Disgruntled local

A timeline to becoming a disgruntled local.

We all know an older curmudgeon—always complaining, always griping about the current state of Bozeman. But he, too, was most likely once a giddy, gleeful newcomer to town. Curious as to the trajectory of this deterioration, we asked around, and got a pretty good picture. Here’s the typical timeline of transition, from starry-eyed neophyte to grumpy old Bozemanite.

Day One
You just pulled into town from a state you’re afraid to name, with everything you own packed in your trusty Subaru. Wow, look at the mountains!
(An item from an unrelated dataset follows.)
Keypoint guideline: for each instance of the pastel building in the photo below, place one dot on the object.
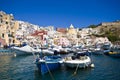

You wonder which ones are the Bridgers—you’ve heard there’s a cool ski hill tucked in there somewhere. A barista named Cornice recommends some canyon called Hyalite for a good car-camping spot while you start the hunt for housing. Driving south, more mountains appear in the distance as you pass through green fields, deer grazing placidly in the grass. What a place!

Six Months
You finally landed housing—yesterday. And not a moment too soon, as the Suby is packed to the brim with outdoor gear from the secondhand store. Just can’t pass up on those ten-percent-off-full-price discounts. Days are packed with more outdoor activities than you could’ve imagined: rock climbing, kayaking, backpacking, fishing. And the tips from your evening service-industry job are just about enough to pay the bills. Bozeman seems to be living up to the hype.

One Year
You’re getting the hang of things now. You’ve got a selection of favorite trails, you’ve met a crew that likes to get after it, and you’ve added a niche sport like paddleboarding or pickleball to your repertoire of activities. You love showing everybody the “secret spots” you’ve found, and posting on Instagram to make your city friends jealous. You can’t help but add how fantastic the beer and food is, too. This place is Nirvana!

Three Years
Bozeman is home for good. A few transient folks you’ve met have moved on, but you have a core group of like-minded individuals, still getting after it in the mountains. You know certain areas like the back of your hand, but there is still so much of Montana to explore: the Pintlers, the Crazies, the Beartooths—plus Glacier, the Bob, and all of eastern Montana. Good thing you just sold the Subaru for peanuts and took out a loan for a Tacoma with 175,000 miles. Time to start looking for a real job and a long-term romantic companion. You can’t live with five roommates forever.

Five Years
Finally, you have a professional, full-time job. But due to a 60-percent increase in rent, you’re still living with three other people and only putting $125 per month into a savings account. You’re engaged to your former-best-friend’s ex, but feeling okay about it because dating is hard in Bozeman. And sure, the nine-to-five takes away from most of your outdoor time, but there are a few spots just a stone’s throw from Bozeman where you can get out during the weekends without seeing other folks. Bridger, however, is “unskiable” because it’s too crowded when it snows more than a centimeter, and you’re getting frustrated because you still haven’t had time to explore eastern Montana. But you live in Montana! Sure beats anywhere else you’ve ever been.

Fifteen Years
You finally bought property—in the dry, dusty sagebrush hills outside Dillon. You spend every weekend building a platform to set up a wall tent on it. You’re working hard to pay for it, and you can barely get outside because Outside Bozeman has exposed every single one of your secret spots. You start daydreaming about moving to Dillon full-time, getting out of the hustle and bustle. Where did all these freakin’ people come from? And dammit, how does this young bartender not know the difference between a pilsner and a lager? And she keeps interrupting your conversation—what happened to good manners, basic courtesy, and other good ol’ Montana values? Is this really what Bozeman has become?

Thirty Years
You’re cursing out the window at all the “foreign” license plates that make your commute down North 19th ten minutes longer than it used to be. Remember when it ended at Durston? You just can’t believe what has happened to this place, with all the skyscrapers downtown, especially “Mendenhall Canyon,” as your friend calls it. And all these damn 20-somethings with their flat-brim ballcaps and slouchy beanies. When you moved here at their age, things were different. You were young, sure, but you weren’t an idiot! You didn’t sit around coffee shops drinking half-caf soy vegan machiatacinos; you drank gas-station coffee and skied in jeans! To make matters worse, your back, knee, and shoulder all hurt, so your outdoor time is limited to walking your mother-in-law’s terrier on Peets Hill, where you look down on the remains of your once-idyllic town. You’re as jaded as a jilted lover—and you still haven’t been to eastern Montana.